Winners will have a temporary production studio built on their campus so they can complete their programming of the game in June in 21 days.

“It is often the case that schools expect their students to be creative in an environment that is sterile and boring. The production studio we will build will be as creative as the student who will be using it,” wrote Ellie Applen, Red Bull communications manager, in an e-mail.

The CL3 Multi-Media station in Uris library is Cornell’s closest approximation to a production studio, according to Prof. David Schwartz, computer science, and director of the Game Design Initiative at Cornell.

Entrants must base the theme of their game on the Red Bull X-Fighters freestyle motocross competition, which will take place in Mexico City and Madrid, Spain this year.

“Red Bull X-Fighters provides us with a unique opportunity to present the students’ game to a truly global audience. With X-Fighters taking place in both Mexico and Spain, we can be confident that the game is viewed by people all over the world,” Applen added.

The game will then be posted online at redbullbuild.com and redbullxfighters.com; the winners still hold all rights to the game.

Entering teams can have as many as five members. Schwartz envisioned a team to be comprised of “two to three programmers, an artist or illustrator and a person with digital music writing or scripting skills.”

Schwartz advised four students in a Flash project involving nanooze.org. Shawn Chen, one of those involved, had advice for Flash programmers planning to enter the contest. In an e-mail, he said that “people with little computer programming experience should find Flash easy to use, though experienced programmers will feel limited by it” and that “complex animation is easily handled by Flash, so artists aren’t as constrained.”

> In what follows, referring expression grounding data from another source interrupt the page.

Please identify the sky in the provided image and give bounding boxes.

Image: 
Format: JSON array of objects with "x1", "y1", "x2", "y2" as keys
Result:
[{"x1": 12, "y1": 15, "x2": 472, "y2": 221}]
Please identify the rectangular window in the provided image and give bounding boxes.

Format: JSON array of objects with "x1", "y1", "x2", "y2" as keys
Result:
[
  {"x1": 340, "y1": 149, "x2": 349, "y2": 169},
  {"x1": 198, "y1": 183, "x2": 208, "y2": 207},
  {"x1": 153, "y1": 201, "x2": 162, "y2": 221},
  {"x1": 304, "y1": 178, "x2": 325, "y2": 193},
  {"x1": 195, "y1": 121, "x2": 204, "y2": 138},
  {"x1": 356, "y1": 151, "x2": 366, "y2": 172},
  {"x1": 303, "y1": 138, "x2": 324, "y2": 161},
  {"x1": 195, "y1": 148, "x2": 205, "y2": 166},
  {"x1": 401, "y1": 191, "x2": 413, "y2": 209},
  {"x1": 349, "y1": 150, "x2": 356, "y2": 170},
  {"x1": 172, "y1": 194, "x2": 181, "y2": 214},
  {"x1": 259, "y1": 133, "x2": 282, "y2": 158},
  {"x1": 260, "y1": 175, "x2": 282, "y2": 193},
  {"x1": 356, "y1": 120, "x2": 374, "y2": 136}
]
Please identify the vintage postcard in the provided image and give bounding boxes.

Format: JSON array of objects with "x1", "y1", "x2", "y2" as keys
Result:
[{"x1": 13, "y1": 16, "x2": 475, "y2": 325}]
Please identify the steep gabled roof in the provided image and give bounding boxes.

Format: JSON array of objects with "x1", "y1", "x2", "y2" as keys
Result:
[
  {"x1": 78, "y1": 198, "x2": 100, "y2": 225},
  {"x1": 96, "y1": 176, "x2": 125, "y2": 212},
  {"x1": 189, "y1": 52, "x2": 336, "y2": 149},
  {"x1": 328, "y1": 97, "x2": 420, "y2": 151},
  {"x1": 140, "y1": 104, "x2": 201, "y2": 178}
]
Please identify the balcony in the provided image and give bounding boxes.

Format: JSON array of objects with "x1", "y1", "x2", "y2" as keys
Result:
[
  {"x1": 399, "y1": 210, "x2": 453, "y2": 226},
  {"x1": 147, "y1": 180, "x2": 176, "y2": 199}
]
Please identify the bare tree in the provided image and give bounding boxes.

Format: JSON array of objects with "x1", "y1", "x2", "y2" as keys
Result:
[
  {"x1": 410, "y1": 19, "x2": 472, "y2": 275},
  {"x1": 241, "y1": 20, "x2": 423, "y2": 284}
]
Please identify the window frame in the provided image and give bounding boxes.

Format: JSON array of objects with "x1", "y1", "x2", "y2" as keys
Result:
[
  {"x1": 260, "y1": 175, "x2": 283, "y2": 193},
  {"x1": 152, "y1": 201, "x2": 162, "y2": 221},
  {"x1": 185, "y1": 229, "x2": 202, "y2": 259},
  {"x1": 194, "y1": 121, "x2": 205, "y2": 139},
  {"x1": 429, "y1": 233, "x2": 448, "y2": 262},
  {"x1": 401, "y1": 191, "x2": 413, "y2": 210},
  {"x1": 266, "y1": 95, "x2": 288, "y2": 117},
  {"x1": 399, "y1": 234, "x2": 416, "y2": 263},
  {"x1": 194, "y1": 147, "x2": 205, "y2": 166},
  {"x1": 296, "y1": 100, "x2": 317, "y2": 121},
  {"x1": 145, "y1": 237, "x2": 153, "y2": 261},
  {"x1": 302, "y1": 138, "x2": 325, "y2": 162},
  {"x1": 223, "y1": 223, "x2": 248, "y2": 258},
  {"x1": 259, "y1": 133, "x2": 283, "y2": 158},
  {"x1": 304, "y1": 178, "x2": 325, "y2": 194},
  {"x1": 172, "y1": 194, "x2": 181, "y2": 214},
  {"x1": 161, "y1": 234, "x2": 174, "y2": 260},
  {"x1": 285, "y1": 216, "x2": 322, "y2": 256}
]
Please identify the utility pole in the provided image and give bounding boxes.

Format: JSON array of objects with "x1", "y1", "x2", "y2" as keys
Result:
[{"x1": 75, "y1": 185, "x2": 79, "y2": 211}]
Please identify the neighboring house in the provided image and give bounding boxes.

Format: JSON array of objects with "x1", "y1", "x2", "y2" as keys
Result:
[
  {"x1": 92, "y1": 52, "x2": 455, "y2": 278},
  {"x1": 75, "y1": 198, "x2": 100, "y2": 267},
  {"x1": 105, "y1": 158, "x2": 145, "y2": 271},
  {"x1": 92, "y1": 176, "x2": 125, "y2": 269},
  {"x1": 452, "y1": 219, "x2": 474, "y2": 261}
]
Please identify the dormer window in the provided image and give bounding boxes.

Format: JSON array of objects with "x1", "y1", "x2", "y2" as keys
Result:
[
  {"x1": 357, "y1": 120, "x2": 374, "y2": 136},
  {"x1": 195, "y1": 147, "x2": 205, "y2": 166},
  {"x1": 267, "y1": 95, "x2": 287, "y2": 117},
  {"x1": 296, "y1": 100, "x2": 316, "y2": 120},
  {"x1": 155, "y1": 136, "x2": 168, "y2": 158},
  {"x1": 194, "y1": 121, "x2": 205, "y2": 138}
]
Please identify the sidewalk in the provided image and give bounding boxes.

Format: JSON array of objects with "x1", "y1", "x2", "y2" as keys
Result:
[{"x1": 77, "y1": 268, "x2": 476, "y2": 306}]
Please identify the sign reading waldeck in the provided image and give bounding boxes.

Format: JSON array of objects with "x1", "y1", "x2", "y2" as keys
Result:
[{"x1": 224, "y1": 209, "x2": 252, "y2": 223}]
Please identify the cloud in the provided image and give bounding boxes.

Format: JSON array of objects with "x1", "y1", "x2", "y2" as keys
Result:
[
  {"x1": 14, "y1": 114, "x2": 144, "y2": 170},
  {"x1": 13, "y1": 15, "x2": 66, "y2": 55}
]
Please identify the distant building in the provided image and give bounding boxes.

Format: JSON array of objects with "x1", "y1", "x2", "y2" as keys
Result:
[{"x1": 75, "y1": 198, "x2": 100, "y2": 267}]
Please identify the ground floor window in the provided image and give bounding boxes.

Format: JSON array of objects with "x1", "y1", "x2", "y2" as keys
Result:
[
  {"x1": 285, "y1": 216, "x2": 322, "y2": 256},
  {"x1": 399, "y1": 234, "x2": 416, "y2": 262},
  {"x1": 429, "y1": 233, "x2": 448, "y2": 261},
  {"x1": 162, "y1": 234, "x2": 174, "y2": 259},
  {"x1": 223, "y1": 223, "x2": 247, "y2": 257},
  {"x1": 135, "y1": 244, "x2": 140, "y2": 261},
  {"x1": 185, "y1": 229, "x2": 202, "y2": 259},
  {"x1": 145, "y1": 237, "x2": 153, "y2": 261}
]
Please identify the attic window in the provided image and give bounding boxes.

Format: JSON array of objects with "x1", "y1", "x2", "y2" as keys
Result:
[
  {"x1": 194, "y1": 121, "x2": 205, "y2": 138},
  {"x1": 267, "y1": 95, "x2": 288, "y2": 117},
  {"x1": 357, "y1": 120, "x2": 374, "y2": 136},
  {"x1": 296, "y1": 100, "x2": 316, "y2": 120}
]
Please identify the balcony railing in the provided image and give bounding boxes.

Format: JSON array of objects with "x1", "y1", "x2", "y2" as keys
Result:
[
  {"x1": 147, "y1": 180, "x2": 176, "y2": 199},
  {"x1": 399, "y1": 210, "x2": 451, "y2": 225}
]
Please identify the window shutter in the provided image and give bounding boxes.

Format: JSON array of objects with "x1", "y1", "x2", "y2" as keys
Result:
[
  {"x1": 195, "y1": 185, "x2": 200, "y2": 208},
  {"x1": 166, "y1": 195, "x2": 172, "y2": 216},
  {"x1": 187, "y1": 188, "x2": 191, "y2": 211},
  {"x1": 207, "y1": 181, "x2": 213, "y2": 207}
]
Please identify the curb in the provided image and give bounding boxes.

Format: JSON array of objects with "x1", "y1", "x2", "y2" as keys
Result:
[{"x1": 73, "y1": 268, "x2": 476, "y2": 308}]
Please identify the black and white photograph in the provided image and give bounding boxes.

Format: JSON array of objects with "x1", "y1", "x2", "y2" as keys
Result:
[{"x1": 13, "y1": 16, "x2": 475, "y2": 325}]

In an e-mail, Jesse Warden, one of the judges of the competition, says that the “winning game will ooze with well-executed style, be high energy, have attitude and will appear well-coded.” He described a good Flash computer game as “something that is easy to start, causes you to want to IM your friends the link to it, and is small enough to run on a website so others can quickly download and play.”

Schwartz acknowledged the fact that the Red Bull brand “gets easy [public relations]” on college campuses through the contest, and that it can easily reach out to a young demographic through the contest, while also admitting that the contest “gets people excited about games and is a chance for high-quality production.”

While a team from Cornell has yet to enter the Red Bull Build Contest, a group of girl-gamers has entered “Games for Girls,”? programming competition, sponsored by ChicTech, an outreach program of the University of Illinois Department of Computer Science. The contest invites teams of college women to design a computer game for young girls.

“You usually picture dirty guys playing computer and video games,”? said Schwartz. “And you figure they’re who makes them, too.”

Schwartz added that Cornell teams usually aren’t successful in competitions because they’re “too good”? and “complicate things,”? in projects with a small scope.